A quel punto mi ha chiesto informazioni su un certo Silvio italiano, cosa sapessi di lui, cosa ne pensassi di quel che aveva fatto quel miliardario nel mio paese di origine. Abbiamo parlato, dibattuto, e lui ha così preso la decisione di mettersi in gioco, perché solo lottando da dentro si può fare qualcosa. E l’ha fatta, prima nel partito, poi contro i democratici e la Clinton».
A proposito dell’ex first lady e rivale, Trump ha dovuto fare i conti anche con una presa di posizione inattesa, quella di Amanda Knox: «Lui si è sentito molto tradito da lei quando ha scoperto che appoggiava la Clinton – conferma Lombardi – non tanto perché non potesse farlo, visto che ognuno è libero di scegliere, quanto perché non ha neanche detto grazie per l’intervento che Trump gli aveva concesso pagando i suoi avvocati nella causa in Italia. L’ingratitudine lo ha colpito».

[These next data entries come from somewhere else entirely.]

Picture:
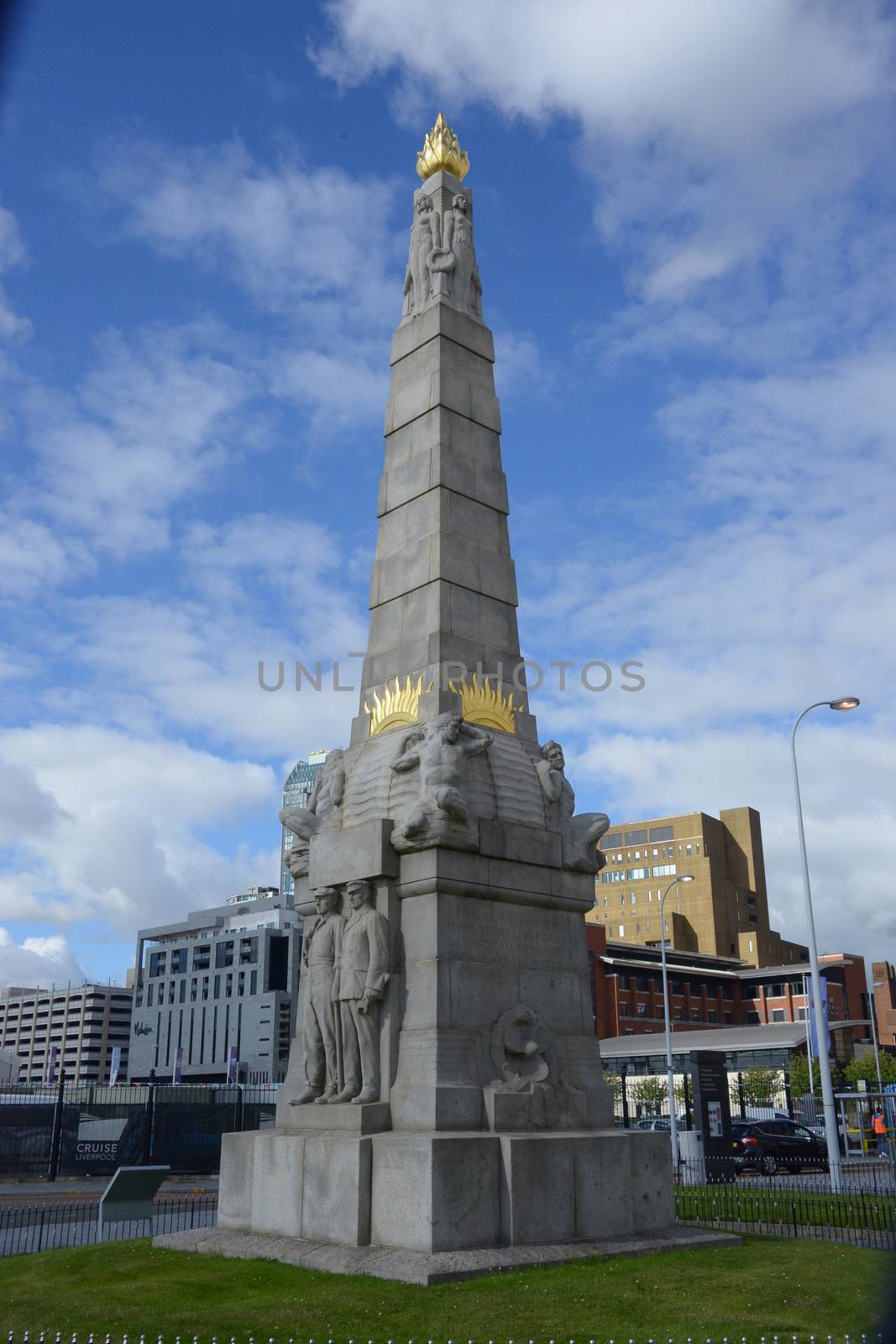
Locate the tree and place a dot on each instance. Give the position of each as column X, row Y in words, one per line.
column 652, row 1093
column 614, row 1084
column 761, row 1085
column 864, row 1068
column 799, row 1085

Ma alla fine è stata una campagna trionfale, anche grazie all’aiuto dello stesso amico italo-americano, che però si sminuisce: «Da privato ho sviluppato una campagna social per Donald, che ha prodotto 12 milioni di seguaci. Penso che questo, forse, gli abbia potuto dare una mano».
Lombardi, peraltro, dimostra di conoscere anche la situazione politica italiana molto da vicino: «I cinque stelle hanno lavorato molto con internet, non con i social che invece Salvini ha dimostrato di saper utilizzare molto meglio di loro. Per il resto, Pd e Forza Italia sono abbastanza indietro in questo momento, mentre Fratelli d’Italia un po’ meglio, ma ancora troppo lontano».

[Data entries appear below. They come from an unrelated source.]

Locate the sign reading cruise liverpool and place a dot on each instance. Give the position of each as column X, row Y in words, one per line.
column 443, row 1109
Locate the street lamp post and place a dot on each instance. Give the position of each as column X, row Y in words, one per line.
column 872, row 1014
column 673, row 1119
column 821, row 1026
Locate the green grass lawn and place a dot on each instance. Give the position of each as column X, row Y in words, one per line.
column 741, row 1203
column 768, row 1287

Ospite di Radioriskiozero, George Lombardi non si sottrae neanche alla querelle del momento, i dazi imposti da Trump nei confronti della Cina, dimostrando di conoscerne dinamiche e presupposti molto meglio di navigati economisti e giornalisti inviati in America: «Trump è per i dazi zero – afferma perentorio – ci dovrebbe essere maggiore liberalizzazione dei mercati, ovunque, in tutto il mondo, negli States, in Europa, in Cina e in Canada, senza protezionismo.

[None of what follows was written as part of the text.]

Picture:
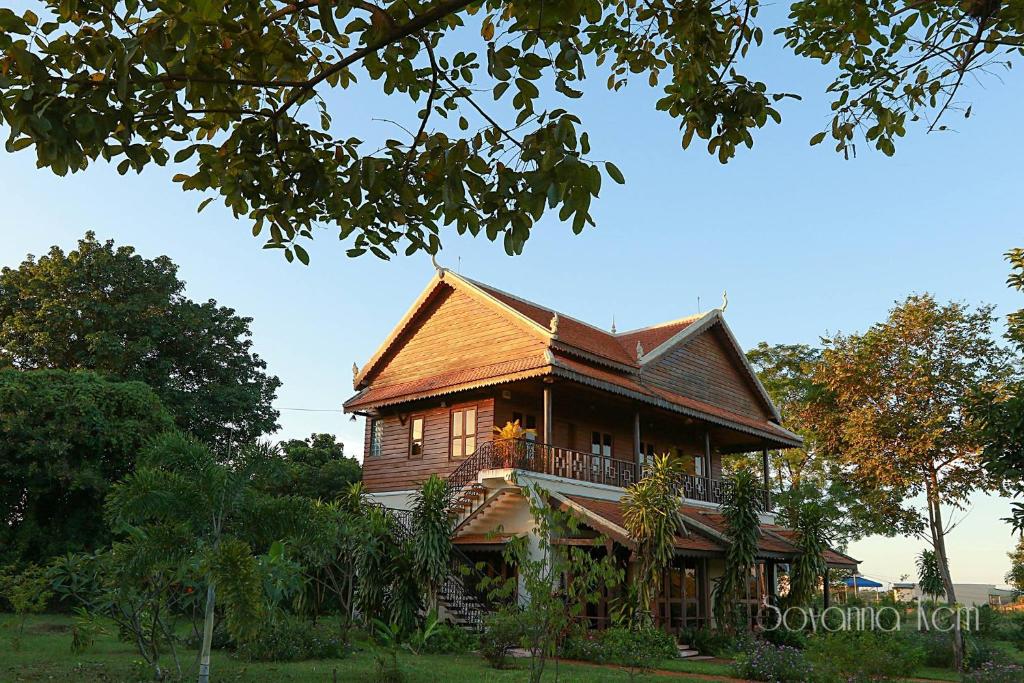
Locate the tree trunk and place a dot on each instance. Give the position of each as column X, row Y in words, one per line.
column 942, row 560
column 204, row 660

Solo così si potrebbe avere una concorrenza leale. Ma se c’è un governo che sussidia le acciaierie del proprio paese, e magari mette dazi del 100% ai tuoi prodotti come le Harley Davidson, allora diventa concorrenza sleale». Poi un risvolto emozionale e privato, legato alla tragedia dell’11 settembre, che lo fa diventare serio, pensieroso, riflessivo, incupito nel suo salto a ritroso nel tempo: «Ero in Italia in quel periodo – ricorda – avevo il biglietto aereo per tornare negli States prenotato per il 10 settembre. Se non avessi perso il volo, il giorno dopo sarei andato come tutte le mattine a prendere il caffè al World Trade Center e sarei rimasto seppellito lì.
Ho scoperto tutto la mattina stessa, da una telefonata di mia moglie, che mi chiamò per dirmi di un aereo schiantato contro le torri gemelle. Scoprimmo dopo che non era stato un incidente, come per il piccolo aereo al Pirellone di Milano. Mi sento fortunato per questo».
E non ne fa mistero neanche se interrogato sul futuro: «Non ho paura di nulla, sono semplicemente realista. Io vedo una strada luminosa e tutta in discesa».